Ван Герден протянул руку.
— Погоди, не говори, сам вспомню. — Вильюн накрыл иссеченное шрамами лицо огромной ладонью, как если бы хотел смести оттуда паутину.
Ван Герден ждал.
— Я должен только совместить лицо…
Ван Гердену не хотелось, чтобы его вспоминали.
— Ты боксом занимаешься?
— Нет, суперинтендент. — Ван Герден непроизвольно прикрыл лицо рукой.
— Зови меня Ступенькой. Ладно, сдаюсь. Кто ты такой?
— Ван Герден.
— Ты служил в отделе убийств и ограблений?
— Да, суперинтендент.
— Погоди-ка, погоди-ка… Силва, псих, который застрелил жену Яуберта… Мы с тобой вместе расследовали то дело?
— Совершенно верно.
— То-то я сразу понял, что физиономия знакомая. Чем могу тебе помочь, коллега?
— Сейчас я работаю на одну адвокатскую контору. — Ван Герден говорил уклончиво, стараясь избежать упоминания о том, что он частный детектив. — В деле нашей клиентки появился старый след. След уходит в прошлое, в начало восьмидесятых. Возможно, в деле замешаны наркотики. А ведь говорят: если хочешь что-то узнать о наркотиках, спроси Ступеньку Вильюна.
— Ха! — обрадовался Вильюн. — Лесть всегда помогает. Садись!
Ван Герден выдвинул старый казенный стул и сел на вытертое кожаное сиденье.
— По нашим предположениям, примерно году в восемьдесят втором — восемьдесят третьем некие лица заключили крупную сделку и расплачивались американскими долларами. Боюсь, суперинтендент…
— Ступенька.
Ван Герден кивнул.
— Боюсь, Ступенька, это все сведения, какими мы располагаем.
Вильюн нахмурился; на лбу четче обозначился старый шрам.
— Чего ты хочешь от меня?
— Мне нужны ваши соображения. Допустим, чисто теоретически, что в восемьдесят втором году некто продал крупную партию наркотиков. Скажем, за наркотики расплатились долларами. Кто в то время проворачивал такие сделки? Что тогда чаще всего нелегально ввозили в нашу страну? С чего мне начинать поиски?

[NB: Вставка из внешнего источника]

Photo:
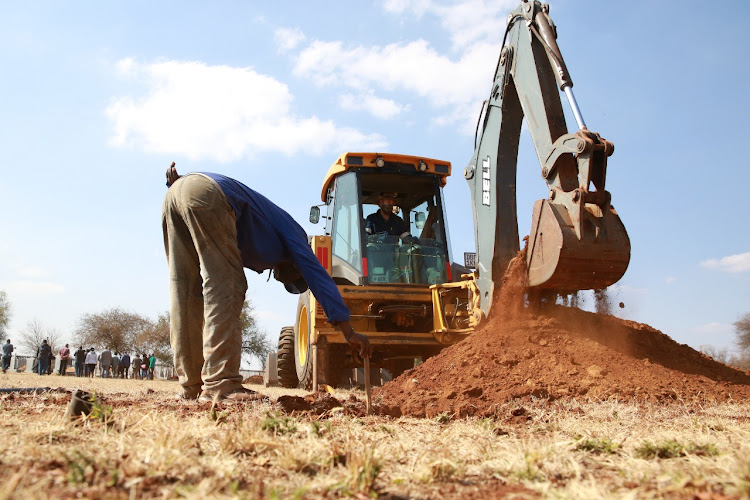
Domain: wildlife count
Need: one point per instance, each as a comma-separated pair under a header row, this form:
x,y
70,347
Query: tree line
x,y
122,331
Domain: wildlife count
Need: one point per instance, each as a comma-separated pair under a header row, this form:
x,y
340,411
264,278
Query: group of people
x,y
114,365
85,361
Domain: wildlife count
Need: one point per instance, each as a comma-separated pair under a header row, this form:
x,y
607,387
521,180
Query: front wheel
x,y
286,370
331,357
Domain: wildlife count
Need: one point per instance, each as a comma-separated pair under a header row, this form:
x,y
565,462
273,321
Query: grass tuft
x,y
601,446
674,449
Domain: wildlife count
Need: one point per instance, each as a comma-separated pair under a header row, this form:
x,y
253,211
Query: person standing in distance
x,y
213,227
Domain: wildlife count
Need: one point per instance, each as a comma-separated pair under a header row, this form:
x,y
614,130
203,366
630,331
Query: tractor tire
x,y
286,371
331,357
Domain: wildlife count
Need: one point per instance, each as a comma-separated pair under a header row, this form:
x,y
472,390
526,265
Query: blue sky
x,y
99,97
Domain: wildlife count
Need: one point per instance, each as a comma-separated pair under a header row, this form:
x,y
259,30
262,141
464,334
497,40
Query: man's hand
x,y
358,342
172,175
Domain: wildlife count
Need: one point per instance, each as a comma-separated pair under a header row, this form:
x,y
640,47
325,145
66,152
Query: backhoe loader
x,y
403,291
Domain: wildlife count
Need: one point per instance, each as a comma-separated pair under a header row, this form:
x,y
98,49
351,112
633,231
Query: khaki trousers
x,y
206,285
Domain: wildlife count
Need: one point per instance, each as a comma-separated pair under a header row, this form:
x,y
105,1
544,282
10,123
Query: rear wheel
x,y
286,370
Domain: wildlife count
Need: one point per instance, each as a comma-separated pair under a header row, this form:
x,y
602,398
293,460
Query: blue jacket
x,y
267,235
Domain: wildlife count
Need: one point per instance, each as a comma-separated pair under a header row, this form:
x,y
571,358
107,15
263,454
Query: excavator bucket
x,y
569,252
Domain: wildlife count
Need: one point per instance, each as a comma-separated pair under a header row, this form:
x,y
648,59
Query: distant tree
x,y
722,355
5,312
254,341
114,329
155,339
742,332
33,335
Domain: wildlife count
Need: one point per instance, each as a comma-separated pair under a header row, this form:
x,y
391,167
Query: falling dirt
x,y
558,352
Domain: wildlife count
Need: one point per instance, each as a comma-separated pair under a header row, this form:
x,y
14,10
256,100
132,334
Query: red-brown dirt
x,y
563,352
558,352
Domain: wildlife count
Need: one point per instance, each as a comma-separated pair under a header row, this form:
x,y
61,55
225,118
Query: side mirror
x,y
419,219
314,214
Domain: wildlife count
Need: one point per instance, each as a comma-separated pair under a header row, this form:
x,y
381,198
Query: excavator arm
x,y
577,240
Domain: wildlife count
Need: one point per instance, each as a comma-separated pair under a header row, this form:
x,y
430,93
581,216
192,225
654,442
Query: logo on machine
x,y
486,181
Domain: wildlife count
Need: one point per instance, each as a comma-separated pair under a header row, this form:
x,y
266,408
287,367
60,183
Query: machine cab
x,y
412,249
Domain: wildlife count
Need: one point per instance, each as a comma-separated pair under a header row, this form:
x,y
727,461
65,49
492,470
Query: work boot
x,y
240,395
189,393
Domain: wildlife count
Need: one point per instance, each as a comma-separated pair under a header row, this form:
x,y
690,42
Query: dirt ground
x,y
561,353
557,352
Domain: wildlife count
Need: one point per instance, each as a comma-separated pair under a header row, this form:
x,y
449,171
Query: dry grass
x,y
151,445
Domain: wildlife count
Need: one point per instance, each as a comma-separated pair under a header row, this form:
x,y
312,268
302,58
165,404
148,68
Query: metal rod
x,y
574,106
368,389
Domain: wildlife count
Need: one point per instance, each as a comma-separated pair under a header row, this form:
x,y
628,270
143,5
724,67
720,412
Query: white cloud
x,y
466,21
34,287
714,328
32,271
455,86
732,264
288,38
376,106
627,289
219,112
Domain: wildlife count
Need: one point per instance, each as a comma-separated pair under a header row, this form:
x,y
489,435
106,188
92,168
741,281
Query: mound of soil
x,y
558,352
562,352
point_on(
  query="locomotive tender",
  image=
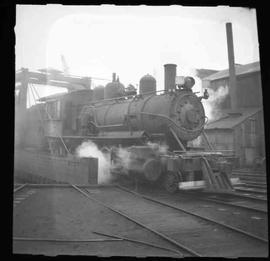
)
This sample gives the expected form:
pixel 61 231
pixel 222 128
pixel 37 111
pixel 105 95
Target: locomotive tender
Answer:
pixel 115 117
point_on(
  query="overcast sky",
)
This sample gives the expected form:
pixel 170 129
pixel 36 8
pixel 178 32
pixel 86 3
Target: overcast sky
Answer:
pixel 132 41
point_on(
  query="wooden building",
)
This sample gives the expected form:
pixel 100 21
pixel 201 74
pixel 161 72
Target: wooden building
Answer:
pixel 240 130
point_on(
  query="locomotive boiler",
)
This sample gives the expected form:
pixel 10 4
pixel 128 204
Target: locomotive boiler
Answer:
pixel 176 111
pixel 117 118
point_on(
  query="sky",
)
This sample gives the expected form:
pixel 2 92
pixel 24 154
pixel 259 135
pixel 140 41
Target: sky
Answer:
pixel 132 41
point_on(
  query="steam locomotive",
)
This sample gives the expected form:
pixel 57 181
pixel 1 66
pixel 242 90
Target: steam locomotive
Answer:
pixel 115 117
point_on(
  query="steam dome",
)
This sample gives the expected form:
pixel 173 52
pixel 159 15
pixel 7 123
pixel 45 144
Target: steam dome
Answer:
pixel 114 89
pixel 147 84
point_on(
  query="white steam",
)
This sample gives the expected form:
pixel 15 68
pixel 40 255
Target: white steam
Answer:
pixel 159 148
pixel 89 149
pixel 124 159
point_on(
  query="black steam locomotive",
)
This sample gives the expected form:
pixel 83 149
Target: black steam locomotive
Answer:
pixel 115 117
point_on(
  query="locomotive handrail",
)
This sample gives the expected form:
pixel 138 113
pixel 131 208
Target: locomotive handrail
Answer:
pixel 169 119
pixel 127 96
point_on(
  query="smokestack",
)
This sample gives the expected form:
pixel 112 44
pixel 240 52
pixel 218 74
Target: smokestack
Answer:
pixel 232 81
pixel 114 77
pixel 169 76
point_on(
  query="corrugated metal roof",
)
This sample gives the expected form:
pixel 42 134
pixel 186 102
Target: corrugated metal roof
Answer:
pixel 239 70
pixel 52 96
pixel 230 119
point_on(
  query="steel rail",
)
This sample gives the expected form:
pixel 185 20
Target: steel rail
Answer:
pixel 234 205
pixel 227 203
pixel 64 240
pixel 240 195
pixel 197 215
pixel 181 246
pixel 20 187
pixel 247 190
pixel 140 242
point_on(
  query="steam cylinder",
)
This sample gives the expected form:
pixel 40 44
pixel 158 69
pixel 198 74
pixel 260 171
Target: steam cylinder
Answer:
pixel 148 84
pixel 183 112
pixel 98 93
pixel 169 76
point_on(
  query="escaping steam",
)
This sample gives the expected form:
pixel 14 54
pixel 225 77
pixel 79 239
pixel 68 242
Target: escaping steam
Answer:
pixel 159 148
pixel 89 149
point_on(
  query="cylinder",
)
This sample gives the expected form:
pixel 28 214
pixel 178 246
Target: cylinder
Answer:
pixel 169 76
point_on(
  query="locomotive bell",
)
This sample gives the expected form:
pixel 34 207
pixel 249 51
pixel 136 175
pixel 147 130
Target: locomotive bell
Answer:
pixel 189 82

— Черт, — сказал Ступенька Вильюн, закрывая лицо ладонью с разбитыми костяшками пальцев. — Говоришь, в восемьдесят втором?
— Примерно.
— Американские доллары?
— Да.
— Сами по себе доллары ничего не значат. Это международная валюта, ими можно расплачиваться в любой стране мира. Ты скажи, там не замешаны китайцы или тайваньцы?
— Не знаю.
— Но такое возможно?
— Единственный фигурант по делу — покойник: сорок два года, белый из Дурбанвиля, африканер по имени Йоханнес Якобус Смит. Скорее всего, это не настоящее имя. Возраст более или менее соответствует.